Residents of the Broadhurst neighborhood near Ames Lake were back before the Snoqualmie Valley School District board of directors, making their latest case to join Lake Washington schools.
However, the petitioners weren’t alone at the Thursday, Jan. 22 public hearing, held at Snoqualmie Middle School. Other parents, including one father from Broadhurst, spoke up in opposition to the transfer.
Petitioners told the Valley Record that a vast majority of home-owners in the 114 Broadhurst properties have asked to leave the Snoqualmie district and join Lake Washington schools, which serve Redmond.
The main issue that petitioners touted was the long travel time between Valley schools and their neighborhood.
The current boundary was drawn up in the 1940s, and petitioners told the board that times have changed and their true community is Redmond. They brought a poster showing some of the 56 children whose lives would change if the petition is approved.
“1944 — a lot has changed,” said Broadhurst resident Myles Kahn. “We’re in Redmond.
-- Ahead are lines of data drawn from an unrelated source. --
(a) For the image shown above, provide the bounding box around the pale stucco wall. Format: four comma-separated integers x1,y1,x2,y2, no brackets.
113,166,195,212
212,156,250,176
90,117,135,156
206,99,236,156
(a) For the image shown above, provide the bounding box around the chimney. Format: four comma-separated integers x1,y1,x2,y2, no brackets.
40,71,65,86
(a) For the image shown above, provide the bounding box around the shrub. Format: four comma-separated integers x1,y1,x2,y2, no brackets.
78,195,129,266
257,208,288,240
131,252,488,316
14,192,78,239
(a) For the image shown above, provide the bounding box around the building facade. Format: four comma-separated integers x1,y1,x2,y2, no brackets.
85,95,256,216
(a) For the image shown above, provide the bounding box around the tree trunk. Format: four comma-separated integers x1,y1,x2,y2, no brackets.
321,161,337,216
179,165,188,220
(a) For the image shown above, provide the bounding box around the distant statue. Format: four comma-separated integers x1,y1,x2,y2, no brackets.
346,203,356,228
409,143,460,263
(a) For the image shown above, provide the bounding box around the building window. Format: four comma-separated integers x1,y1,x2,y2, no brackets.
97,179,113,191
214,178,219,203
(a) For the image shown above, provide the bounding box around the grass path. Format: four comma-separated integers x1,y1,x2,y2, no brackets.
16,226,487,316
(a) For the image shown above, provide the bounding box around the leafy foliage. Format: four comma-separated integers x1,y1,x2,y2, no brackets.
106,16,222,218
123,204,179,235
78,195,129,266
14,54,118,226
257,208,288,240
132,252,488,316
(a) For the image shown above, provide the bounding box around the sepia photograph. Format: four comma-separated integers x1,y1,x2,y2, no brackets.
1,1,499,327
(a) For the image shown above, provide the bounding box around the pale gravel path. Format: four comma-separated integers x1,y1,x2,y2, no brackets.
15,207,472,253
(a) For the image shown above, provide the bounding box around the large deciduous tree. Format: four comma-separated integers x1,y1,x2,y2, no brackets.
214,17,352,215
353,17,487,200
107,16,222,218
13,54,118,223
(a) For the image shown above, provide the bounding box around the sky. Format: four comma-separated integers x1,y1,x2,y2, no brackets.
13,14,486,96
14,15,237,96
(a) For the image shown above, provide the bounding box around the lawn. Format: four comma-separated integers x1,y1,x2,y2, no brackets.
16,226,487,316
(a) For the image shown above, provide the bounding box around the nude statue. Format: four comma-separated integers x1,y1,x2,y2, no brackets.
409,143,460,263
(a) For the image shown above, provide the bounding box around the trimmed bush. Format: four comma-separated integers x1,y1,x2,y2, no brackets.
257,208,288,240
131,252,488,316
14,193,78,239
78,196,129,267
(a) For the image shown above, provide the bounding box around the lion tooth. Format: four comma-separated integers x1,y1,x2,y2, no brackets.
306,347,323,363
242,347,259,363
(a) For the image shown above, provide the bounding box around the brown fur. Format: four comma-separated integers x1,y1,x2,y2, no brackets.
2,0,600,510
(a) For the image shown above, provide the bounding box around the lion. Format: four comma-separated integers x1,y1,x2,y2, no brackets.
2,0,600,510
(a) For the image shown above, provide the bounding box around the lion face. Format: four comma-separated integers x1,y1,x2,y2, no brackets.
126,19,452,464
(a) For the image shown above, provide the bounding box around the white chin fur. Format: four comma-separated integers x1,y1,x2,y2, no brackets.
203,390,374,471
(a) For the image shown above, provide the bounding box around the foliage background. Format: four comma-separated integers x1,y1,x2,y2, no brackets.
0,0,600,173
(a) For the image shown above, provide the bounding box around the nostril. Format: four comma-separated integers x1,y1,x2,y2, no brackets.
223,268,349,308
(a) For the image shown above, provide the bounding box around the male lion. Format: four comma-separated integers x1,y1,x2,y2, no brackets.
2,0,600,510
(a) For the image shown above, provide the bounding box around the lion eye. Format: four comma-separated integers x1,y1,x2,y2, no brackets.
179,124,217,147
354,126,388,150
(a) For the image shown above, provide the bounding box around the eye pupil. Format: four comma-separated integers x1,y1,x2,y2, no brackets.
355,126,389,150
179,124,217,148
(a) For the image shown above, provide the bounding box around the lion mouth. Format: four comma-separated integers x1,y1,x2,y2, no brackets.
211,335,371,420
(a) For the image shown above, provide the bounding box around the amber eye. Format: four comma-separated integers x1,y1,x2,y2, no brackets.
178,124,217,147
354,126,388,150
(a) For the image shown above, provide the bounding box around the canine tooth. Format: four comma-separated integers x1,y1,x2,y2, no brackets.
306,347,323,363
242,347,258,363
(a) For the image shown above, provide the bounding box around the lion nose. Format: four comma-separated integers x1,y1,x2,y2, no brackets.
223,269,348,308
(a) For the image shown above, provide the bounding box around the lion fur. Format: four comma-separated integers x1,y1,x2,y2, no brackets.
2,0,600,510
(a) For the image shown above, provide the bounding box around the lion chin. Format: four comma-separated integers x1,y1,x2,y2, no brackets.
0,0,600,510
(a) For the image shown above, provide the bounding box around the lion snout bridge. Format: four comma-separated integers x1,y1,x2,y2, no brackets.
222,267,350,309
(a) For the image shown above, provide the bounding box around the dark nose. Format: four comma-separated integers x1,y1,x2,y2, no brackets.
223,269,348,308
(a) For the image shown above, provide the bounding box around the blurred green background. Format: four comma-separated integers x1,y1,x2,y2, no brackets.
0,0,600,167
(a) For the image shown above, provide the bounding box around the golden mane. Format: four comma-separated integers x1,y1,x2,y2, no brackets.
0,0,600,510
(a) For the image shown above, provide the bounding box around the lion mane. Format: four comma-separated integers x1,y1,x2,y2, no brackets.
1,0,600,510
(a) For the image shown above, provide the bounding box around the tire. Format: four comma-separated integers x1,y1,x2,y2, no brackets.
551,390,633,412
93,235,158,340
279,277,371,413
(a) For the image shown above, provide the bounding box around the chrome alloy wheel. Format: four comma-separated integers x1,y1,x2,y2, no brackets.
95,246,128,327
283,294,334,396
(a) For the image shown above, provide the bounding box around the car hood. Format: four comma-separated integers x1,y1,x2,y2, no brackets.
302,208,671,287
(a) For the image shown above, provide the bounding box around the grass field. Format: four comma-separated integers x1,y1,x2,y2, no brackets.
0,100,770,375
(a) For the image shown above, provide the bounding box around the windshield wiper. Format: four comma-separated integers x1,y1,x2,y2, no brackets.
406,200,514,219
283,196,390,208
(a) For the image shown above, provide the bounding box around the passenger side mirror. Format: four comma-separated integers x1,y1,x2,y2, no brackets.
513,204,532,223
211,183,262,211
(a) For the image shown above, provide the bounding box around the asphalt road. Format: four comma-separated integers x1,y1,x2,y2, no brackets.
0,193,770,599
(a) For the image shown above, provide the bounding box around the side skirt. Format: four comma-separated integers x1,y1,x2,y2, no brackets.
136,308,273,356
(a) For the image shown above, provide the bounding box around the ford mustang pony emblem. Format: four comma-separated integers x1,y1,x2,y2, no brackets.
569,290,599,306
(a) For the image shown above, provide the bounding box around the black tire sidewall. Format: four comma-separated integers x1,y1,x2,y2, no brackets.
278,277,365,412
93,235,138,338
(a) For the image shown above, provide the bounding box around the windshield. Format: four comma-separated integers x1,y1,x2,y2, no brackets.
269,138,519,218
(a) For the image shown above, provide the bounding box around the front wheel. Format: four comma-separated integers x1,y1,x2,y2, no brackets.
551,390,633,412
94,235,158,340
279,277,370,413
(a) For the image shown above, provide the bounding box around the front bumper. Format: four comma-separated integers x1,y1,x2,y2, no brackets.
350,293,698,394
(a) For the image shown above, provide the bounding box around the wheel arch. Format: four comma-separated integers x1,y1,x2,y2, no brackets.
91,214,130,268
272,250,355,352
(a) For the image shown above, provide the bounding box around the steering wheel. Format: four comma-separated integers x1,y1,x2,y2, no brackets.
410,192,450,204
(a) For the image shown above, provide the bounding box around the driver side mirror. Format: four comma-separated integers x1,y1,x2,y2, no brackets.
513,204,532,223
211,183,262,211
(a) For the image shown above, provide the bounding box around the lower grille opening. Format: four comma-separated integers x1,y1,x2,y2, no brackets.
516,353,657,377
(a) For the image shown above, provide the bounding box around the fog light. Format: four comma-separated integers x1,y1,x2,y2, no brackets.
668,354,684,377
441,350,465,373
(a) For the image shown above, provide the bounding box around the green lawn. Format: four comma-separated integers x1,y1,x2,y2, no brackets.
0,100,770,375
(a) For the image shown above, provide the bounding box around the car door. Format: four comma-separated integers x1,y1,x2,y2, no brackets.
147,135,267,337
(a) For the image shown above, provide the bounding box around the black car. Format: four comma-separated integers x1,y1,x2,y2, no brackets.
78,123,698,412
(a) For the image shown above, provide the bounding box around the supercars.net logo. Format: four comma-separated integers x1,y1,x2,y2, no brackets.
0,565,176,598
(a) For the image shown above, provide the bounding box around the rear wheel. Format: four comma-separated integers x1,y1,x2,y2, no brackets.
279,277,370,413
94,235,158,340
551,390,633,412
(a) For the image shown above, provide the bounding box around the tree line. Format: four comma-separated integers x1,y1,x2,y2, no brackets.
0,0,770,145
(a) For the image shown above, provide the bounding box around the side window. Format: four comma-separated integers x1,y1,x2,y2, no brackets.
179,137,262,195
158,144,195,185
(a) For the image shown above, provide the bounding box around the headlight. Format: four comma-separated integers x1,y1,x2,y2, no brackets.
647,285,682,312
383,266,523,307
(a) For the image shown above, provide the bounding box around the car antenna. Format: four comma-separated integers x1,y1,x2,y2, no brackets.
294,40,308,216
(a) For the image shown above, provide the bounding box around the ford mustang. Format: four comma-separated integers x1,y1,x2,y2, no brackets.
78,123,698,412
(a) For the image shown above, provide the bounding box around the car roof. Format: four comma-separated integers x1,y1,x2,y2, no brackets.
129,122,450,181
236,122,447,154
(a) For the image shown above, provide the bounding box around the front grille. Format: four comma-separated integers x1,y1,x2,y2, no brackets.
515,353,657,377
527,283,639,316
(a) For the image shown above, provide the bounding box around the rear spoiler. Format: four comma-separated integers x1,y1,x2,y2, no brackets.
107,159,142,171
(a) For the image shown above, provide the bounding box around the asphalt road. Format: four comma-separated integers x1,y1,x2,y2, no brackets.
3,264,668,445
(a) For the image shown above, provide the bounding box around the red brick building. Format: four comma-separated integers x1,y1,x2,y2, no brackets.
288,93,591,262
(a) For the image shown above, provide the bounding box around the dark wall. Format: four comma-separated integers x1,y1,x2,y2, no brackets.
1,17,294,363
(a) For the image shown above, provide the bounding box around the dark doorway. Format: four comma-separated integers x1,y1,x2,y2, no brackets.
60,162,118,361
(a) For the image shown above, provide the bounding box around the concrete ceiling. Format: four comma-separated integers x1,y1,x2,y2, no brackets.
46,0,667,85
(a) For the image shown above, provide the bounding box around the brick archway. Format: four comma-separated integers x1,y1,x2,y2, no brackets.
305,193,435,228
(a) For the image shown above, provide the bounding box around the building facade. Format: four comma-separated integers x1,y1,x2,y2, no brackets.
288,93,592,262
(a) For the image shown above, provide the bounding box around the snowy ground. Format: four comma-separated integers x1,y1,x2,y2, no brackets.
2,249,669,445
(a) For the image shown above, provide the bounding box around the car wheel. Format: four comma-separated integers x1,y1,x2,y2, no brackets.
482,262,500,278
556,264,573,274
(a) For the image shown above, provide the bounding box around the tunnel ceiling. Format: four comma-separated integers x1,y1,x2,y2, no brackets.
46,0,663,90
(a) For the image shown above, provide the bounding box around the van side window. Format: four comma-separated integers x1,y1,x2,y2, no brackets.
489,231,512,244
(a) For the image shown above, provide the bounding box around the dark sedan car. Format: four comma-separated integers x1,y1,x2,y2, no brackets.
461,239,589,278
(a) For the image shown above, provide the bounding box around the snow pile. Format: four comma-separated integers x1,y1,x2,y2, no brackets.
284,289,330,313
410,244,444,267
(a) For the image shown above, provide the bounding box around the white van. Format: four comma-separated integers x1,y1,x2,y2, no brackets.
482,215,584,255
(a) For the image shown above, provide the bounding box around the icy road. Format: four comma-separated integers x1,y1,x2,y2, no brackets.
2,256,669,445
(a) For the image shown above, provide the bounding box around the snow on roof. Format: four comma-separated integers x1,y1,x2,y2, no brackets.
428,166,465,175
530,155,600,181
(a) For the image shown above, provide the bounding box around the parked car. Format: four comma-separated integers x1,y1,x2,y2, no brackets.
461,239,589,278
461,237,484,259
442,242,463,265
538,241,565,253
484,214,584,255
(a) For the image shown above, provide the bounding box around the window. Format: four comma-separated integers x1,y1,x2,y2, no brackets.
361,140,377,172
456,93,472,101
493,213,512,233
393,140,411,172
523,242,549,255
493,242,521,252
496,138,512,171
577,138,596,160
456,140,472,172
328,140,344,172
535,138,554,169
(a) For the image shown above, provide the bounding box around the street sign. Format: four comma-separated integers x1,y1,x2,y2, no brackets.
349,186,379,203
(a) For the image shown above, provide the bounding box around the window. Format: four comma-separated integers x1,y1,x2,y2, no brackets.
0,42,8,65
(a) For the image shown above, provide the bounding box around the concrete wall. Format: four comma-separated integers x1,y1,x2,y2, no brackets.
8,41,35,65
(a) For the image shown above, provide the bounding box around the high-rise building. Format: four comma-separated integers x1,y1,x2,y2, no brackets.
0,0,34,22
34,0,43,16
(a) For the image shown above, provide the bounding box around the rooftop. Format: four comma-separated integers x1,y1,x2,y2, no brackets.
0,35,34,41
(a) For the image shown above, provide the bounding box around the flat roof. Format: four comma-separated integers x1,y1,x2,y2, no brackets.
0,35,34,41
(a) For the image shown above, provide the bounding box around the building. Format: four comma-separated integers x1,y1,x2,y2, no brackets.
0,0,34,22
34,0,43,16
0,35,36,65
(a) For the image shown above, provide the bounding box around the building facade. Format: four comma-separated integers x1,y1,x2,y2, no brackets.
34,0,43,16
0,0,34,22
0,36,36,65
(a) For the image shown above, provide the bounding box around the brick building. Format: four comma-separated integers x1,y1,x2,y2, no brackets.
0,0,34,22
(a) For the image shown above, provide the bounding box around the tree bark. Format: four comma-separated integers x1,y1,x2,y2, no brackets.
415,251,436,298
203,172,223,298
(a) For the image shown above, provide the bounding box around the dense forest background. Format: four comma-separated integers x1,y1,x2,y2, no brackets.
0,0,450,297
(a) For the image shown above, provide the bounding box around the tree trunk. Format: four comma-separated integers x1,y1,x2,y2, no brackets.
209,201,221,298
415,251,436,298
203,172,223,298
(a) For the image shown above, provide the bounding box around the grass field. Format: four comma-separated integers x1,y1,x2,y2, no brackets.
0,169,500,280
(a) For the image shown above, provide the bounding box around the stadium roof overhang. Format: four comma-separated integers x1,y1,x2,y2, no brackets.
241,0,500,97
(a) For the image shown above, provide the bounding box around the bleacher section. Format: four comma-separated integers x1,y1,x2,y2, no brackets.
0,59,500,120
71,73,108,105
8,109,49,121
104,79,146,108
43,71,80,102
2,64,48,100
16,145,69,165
I don’t think the community is properly served by the district.”
A previous petition in 1997 was turned down by the district. Last year, Broadhurst parents saw their petition thrown out on a technicality because it left an island of five residences inside the Lake Washington district.
Making the case for the transfer, Broadhurst parent Gary Patterson said that 11 Lake Washington schools are closer than any Snoqualmie Valley ones.
“That’s pretty powerful,” Patterson said.
“Our children spent excessive amounts of time traveling to and from school,” Patterson said. “You’re talking about 5- and 6-year-olds being on the bus 65 to 70 minutes a day. For us, as parents, it’s unacceptable.”
The only way Broadhurst children get to school is down “busy, dangerous country roads,” Patterson said. They are too far away from classmates to build relationships, he added.
It’s harder for parents to be involved in school activities, too, Patterson argued.
“It’s very difficult during the work week, trying to go the extra 15 miles to get to an event after work,” he said. The distance from school ends up hurting the neighborhood, Patterson said.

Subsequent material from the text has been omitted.